One example is a guidance document titled VDI 2035, which has come out of Germany but is being more widely discussed in the UK.
Although it contains some useful elements, there are significant implications for system designers, contractors and building managers.
VDI 2035 is a guide for water treatment in heating systems up to 100oC. It is published by the Association of German Engineers. In common with the UK’s BSRIA BG29 and BG50, this is guidance only, not regulation, and it is essentially a description of an alternative approach to achieving common goals for water treatment in buildings.
If we take the issue of scale prevention, VDI 2035 requires the designer to confirm three factors:
- Total heating output (kW)
- Specific system volume (litres/kW)
- Total hardness of the fill water
Using these figures, VDI 2035 provides a table of values to determine the requirement for softening or demineralisation of the filling and make-up water.
This guidance emphasises sealed systems – in which make-up water is less than three times the system volume over the system’s life. This would be approximately 12% of make up water volume over 25 years.
If that volume is exceeded, the water must be softened (and make-up to systems must be metered). Since it can be difficult to predict in practice what that volume might be, clients will have to cost in the softening process and other work involved in meeting this requirement.
Another critical point about VDI 2035 is that it requires systems to be tightly sealed. This is central to corrosion control by managing oxygen content in the water. VDI 2035 describes several ways oxygen might enter a system: incorrect pressurisation, air ingress during filling, and open expansion systems, among others.
The problem for engineers, in this case, is that maintaining a sealed system is well-understood in modern system design but is far more challenging in older heating systems, particularly in refurbishment projects. There are implications for the design, delivery, installation and commissioning processes, which must all focus on delivering a sealed system.
When it comes to bacterial control, VDI 2035 does not consider biocide dosing effective. While this is sound in principle, it may not be practical in the UK.
Here, our move towards heat pumps and reduced LTHW temperatures put more emphasis on microbiological control. BSRIA provides more detail in this respect, advising routine monitoring so increasing trends in biological build-up are quickly identified and rectified.
And at the commissioning stage, contrary to UK standard practice, VDI 2035 does not require chemical cleaning, relying instead on dynamic flushing.

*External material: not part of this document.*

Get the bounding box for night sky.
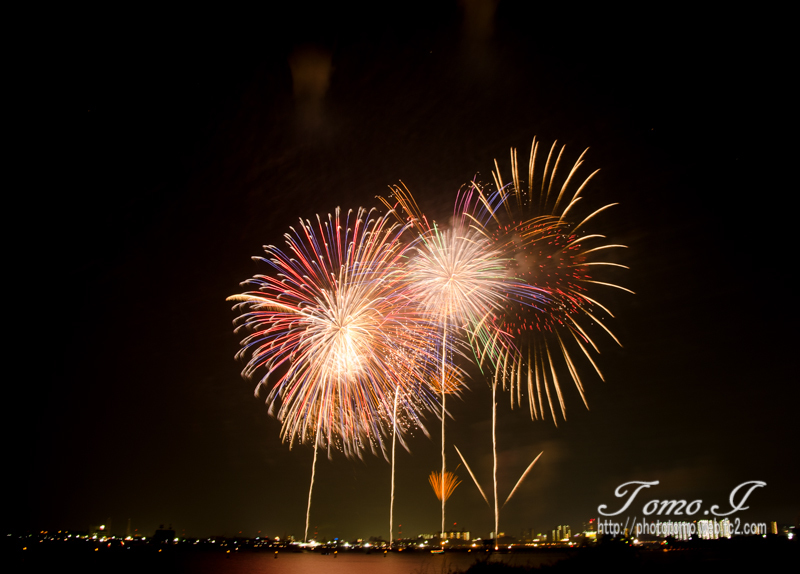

Alternatively, filtration can be used where ‘clean construction’ techniques prevent contamination. Air venting takes place during filling before the gradual heat-up phase. Total hardness and conductivity are tested. The pH is checked after a minimum of ten weeks of operation.
This means that the designer must take greater control over the construction methods, filling and water management process. At the same time, the contractor must be fully engaged and familiar with commissioning systems in the methods outlined in VDI 2035.
In addition, existing systems may require flushing and refilling so that a fresh start can be made. System operators will require instruction in the alternative monitoring requirements and the actions that must be taken in the event of non-compliance.
Enwa is an international company, so we have worked to the VDI 2035 guidelines across Europe, where construction and building teams are used to its requirements.
However, when it comes to applying the guidance to projects here, clients may be better served by using our existing BSRIA documentation. This is widely understood so designers, installers and commissioning specialists can be confident of meeting its requirements. And they know that the system they leave behind has no nasty surprises regarding costs for building managers.